For SDK-specific configuration, see JavaScript SDK or Python SDK.

The Overshoot SDK supports two processing modes that determine how video frames are analyzed:

  • Frame Mode (default): Analyzes individual frames as static images — ideal for reading text, detecting objects, or analyzing still content
  • Clip Mode: Analyzes short video clips with temporal context — ideal for understanding motion, actions, and events

Frame Mode

Frame mode captures and analyzes individual frames at regular intervals. Each frame is treated as a static image with no temporal context. This is the default mode.

Best for:

  • Reading text, signs, and labels
  • Document scanning and OCR
  • Object detection in static scenes
  • QR code and barcode scanning
  • Analyzing dashboards or monitoring displays
const vision = new RealtimeVision({
  apiKey: 'your-api-key', // Get yours at platform.overshoot.ai/api-keys
  model: 'Qwen/Qwen3.5-9B',
  prompt: 'Read all visible text',
  source: { type: 'camera', cameraFacing: 'environment' },
  mode: 'frame',
  frameProcessing: {
    interval_seconds: 2.0  // Capture and analyze a frame every 2 seconds
  },
  onResult: (result) => {
    console.log(result.result)
  }
})

Frame Processing Parameters

  • interval_seconds (0.1-60, default: 0.5): How often to capture and analyze a frame.

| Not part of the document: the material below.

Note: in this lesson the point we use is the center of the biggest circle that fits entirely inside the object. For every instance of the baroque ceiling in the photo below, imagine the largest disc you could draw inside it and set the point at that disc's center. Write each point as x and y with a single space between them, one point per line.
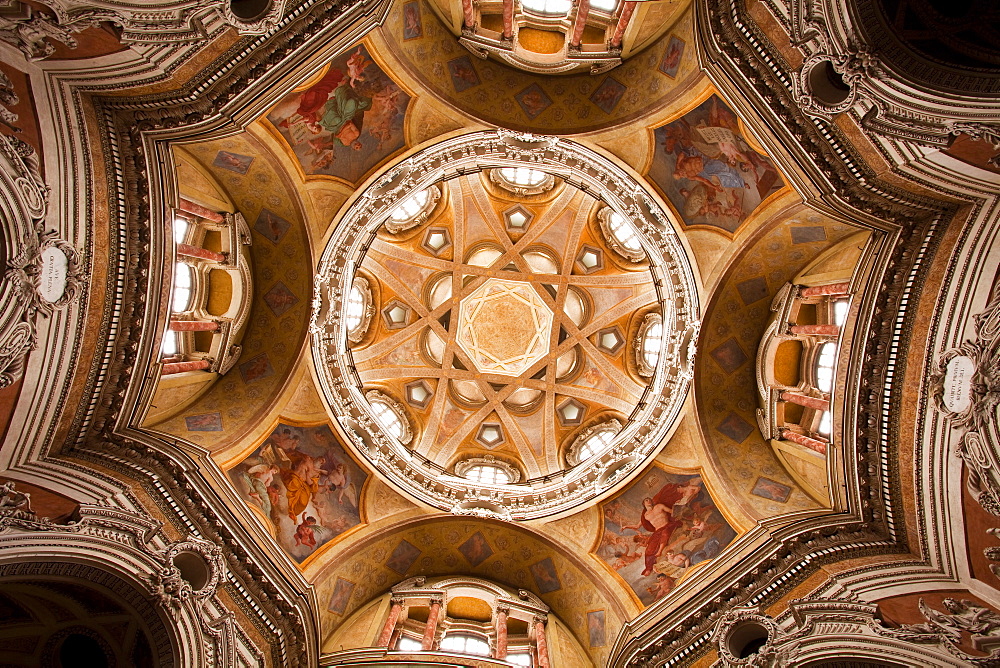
631 340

Shorter intervals give more frequent results but use more resources.

Clip Mode

Clip mode bundles multiple frames into short video clips before sending them to the AI. This gives the model temporal context to understand motion and events.

Best for:

  • Sports and fitness form analysis
  • Action recognition and event detection
  • Gesture recognition
  • Video content understanding
  • Anything requiring motion or temporal context
const vision = new RealtimeVision({
  apiKey: 'your-api-key', // Get yours at platform.overshoot.ai/api-keys
  model: 'Qwen/Qwen3.5-9B',
  prompt: 'Describe what the person is doing',
  source: { type: 'camera', cameraFacing: 'environment' },
  mode: 'clip',
  clipProcessing: {
    clip_length_seconds: 1.0,    // Duration of each clip
    delay_seconds: 1.0,           // Time between results
    target_fps: 6                  // Frames per second to sample (1-30)
  },
  onResult: (result) => {
    console.log(result.result)
  }
})

Clip Processing Parameters

  • target_fps (1-30, default: 6): How many frames per second the server samples from the video stream. Must satisfy target_fps × clip_length_seconds >= 3 (at least 3 frames per clip).
  • clip_length_seconds (0.1-60, default: 0.5): How long each video clip is. Longer clips give more context but take longer to process.
  • delay_seconds (0-60, default: 0.5): How often you get a new result. Smaller delays mean more frequent updates.

Note (JS SDK): fps, sampling_ratio, and the processing parameter are deprecated in the JavaScript SDK — use target_fps and clipProcessing/frameProcessing instead. The API wire format still uses processing as the field name.

Choosing the Right Mode

Use CaseModeWhy
Read text from cameraFrameText doesn't require motion context
Analyze workout formClipNeed to see movement over time
Detect gesturesClipGestures are temporal actions
Read documentFrameStatic image, faster and cheaper
Analyze sports actionClipNeed temporal context for actions

Trade-off: Frame mode is faster and cheaper but can't understand motion. Clip mode understands temporal events but uses more bandwidth and compute.

Note: Your processing interval also determines how many output tokens the model can produce per request. Shorter intervals mean shorter allowed responses. See Output Token Limits for the full breakdown.